Huge kudos to the organisers Eva, Tom and Anna for bringing such an excellent day together, and the team who facilitated the sessions.
If you couldn’t make it along, I know that the team behind the day are looking to make some of the sessions available as recordings (follow them on Twitter to find out more), do look at the #WinningBig hashtag (and look beyond the Trump tweets!), and I shared a few of my key learnings from the opening session here, and fellow blogger Alice Fuller shared some thoughts here.
Walking away at the end of the day I had a whole range of thoughts and questions – lots of conversations started to follow up, but I also wanted to share five thoughts about what next.
1 – Get better a sharing across our silos – I’ve written before that there are too many silos between NGO and political party campaigners, and that’s to the detriment of both communities. So it was refreshing to be in a room full of presentations and ideas from across.
I was struck that many of those who are leading these amazing, innovative and disruptive campaign are doing it in there spare time alongside other roles often inside charities – they have feet in both camps. It struck me that as you go up in an organisation keeping a foot in both camps becomes harder – perhaps there are good reasons for this, especially when charities are under pressure not to be partisan.
But how do we as senior leaders keep ourselves closer to the edge, so we can support and learn from the innovative approaches, and create the space to champion the lessons into our work?
2 – We need to build more of an evidence base of what works (and doesn’t work) – I’ve walked away with pages of ideas of what works, and doesn’t work, but how can we create more spaces to share across campaigns in a way that gives those involved confidence that it’s being shared with those who share similar aims.
I mentioned in one session the Analyst Institute in the US, which aims to be a clearinghouse for research and best practice in political campaigns. I wonder if we need to have a conversation about creating something similar here in the UK?

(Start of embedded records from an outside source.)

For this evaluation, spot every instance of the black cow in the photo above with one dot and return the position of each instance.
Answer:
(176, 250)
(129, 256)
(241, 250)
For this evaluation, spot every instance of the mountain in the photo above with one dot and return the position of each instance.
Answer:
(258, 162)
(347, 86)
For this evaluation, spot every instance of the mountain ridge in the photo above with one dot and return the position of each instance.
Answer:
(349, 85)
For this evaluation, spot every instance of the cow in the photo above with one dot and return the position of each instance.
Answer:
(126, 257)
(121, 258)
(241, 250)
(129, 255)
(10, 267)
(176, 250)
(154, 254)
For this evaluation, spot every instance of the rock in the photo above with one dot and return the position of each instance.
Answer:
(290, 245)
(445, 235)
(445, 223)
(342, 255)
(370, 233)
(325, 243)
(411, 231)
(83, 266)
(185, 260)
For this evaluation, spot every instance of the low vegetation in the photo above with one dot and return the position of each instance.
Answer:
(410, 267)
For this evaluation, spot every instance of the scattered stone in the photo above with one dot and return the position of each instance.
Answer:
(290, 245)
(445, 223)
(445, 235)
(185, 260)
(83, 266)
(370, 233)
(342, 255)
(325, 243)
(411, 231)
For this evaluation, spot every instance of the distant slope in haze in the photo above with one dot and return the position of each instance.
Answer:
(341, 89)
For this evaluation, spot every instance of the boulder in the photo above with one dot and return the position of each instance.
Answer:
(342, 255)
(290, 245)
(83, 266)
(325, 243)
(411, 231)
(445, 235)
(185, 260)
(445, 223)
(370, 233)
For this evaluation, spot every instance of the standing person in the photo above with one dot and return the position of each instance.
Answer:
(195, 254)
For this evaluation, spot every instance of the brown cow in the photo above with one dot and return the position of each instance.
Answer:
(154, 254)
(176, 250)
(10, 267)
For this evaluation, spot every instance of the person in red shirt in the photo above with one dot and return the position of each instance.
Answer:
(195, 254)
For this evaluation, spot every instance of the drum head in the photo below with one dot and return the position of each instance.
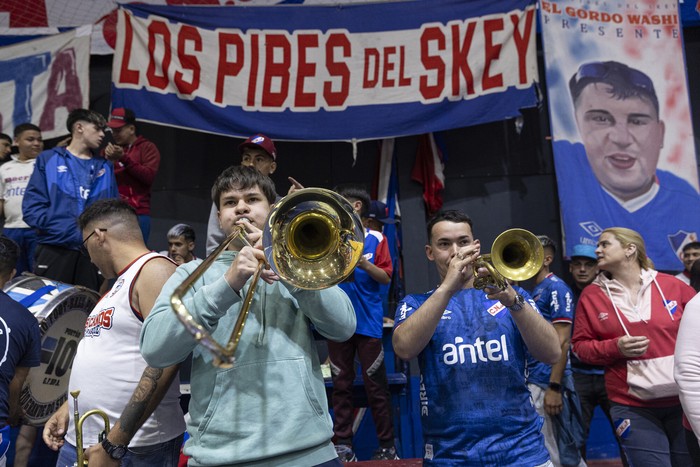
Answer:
(61, 310)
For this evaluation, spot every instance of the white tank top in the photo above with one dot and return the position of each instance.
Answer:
(108, 366)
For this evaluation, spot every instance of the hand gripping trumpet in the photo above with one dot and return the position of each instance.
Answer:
(516, 254)
(312, 239)
(79, 420)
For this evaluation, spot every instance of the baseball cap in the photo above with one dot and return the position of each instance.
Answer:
(584, 251)
(120, 117)
(379, 211)
(260, 141)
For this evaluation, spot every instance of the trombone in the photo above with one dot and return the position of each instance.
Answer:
(516, 255)
(79, 427)
(312, 239)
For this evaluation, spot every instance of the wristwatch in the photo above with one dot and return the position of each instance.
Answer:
(115, 451)
(555, 386)
(518, 303)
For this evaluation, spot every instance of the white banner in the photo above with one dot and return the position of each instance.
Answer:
(42, 80)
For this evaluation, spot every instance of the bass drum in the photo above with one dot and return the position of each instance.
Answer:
(61, 310)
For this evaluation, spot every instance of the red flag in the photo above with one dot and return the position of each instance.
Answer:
(428, 171)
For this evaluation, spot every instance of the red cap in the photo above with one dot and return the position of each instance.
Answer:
(260, 141)
(120, 117)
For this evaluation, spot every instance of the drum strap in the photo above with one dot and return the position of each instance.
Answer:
(36, 295)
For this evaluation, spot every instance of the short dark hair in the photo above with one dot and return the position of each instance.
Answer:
(107, 208)
(241, 178)
(450, 215)
(547, 242)
(357, 192)
(85, 115)
(626, 82)
(22, 127)
(9, 254)
(691, 246)
(182, 230)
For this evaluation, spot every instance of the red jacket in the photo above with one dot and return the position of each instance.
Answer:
(135, 173)
(597, 330)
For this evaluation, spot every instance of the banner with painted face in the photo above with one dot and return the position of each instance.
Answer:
(623, 143)
(37, 17)
(320, 73)
(44, 79)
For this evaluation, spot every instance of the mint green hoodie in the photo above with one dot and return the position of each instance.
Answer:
(271, 407)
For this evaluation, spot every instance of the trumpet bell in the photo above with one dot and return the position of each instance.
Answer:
(313, 239)
(517, 254)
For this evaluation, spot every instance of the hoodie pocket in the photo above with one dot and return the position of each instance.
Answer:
(651, 378)
(264, 409)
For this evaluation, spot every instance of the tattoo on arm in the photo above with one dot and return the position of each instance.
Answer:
(135, 412)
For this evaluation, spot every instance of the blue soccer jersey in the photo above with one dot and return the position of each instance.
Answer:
(555, 301)
(665, 222)
(474, 404)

We can’t just replicate it as we don’t have the same number of academics working on this or the same number of political consultants, but building a culture where we can rigorously test and share in confidence could be really useful. Some of that happens within political parties, but relatively little, and yesterday convinced me that it needs to happen outside party political silos.
3 – Celebrate what we’re starting – Working for a big NGO sometimes walking away from a conference on big organising can be a little depressing – you leave full of great ideas but knowing you have to wrestle with the challenges of embedding them into an organisation that by necessity has structure and process, as I’ve written before it’s not easy.
But yesterday made me think differently – so many of the projects and approaches that were shared had started with the principle of ‘what if’ accepting that failure was OK. So I’m going to go back into work tomorrow looking to celebrate the little things that we’re already looking to do, and look for the next steps that we can take to build this into our approach. And I’d love to find a space to have conversations to celebrate + share the little steps as well as the big leaps.
4 – Let’s not forget the fundamentals – There is a risk that the story of what works is written whoever wins – so after 2015 General Election the story became about how the Conservatives were using Facebook so successfully, and thus that was what we all need to do. So why we should excitedly embrace the principles of big organising – in doing so we need to be careful we don’t overlook the fundamentals that are still required.
The approaches that helped to mobilise people to get out doorknocking in marginal seats in the General Election still required people to organise effective and well-run canvassing sessions. Big organising campaigns are still going to need narratives and messages that inspire and engage large enough numbers of people to engage.
5 – Trust – time and time again in the presentations I heard the word ‘trust’ come up. That all the evidence suggests that when you invite people to take on roles in a big organising approach and trust them with the responsibility they respond to it positively. So a personal challenge I’m taking from the day is how I can do more to give more responsibility away.
I’m looking forward to the conversation continuing.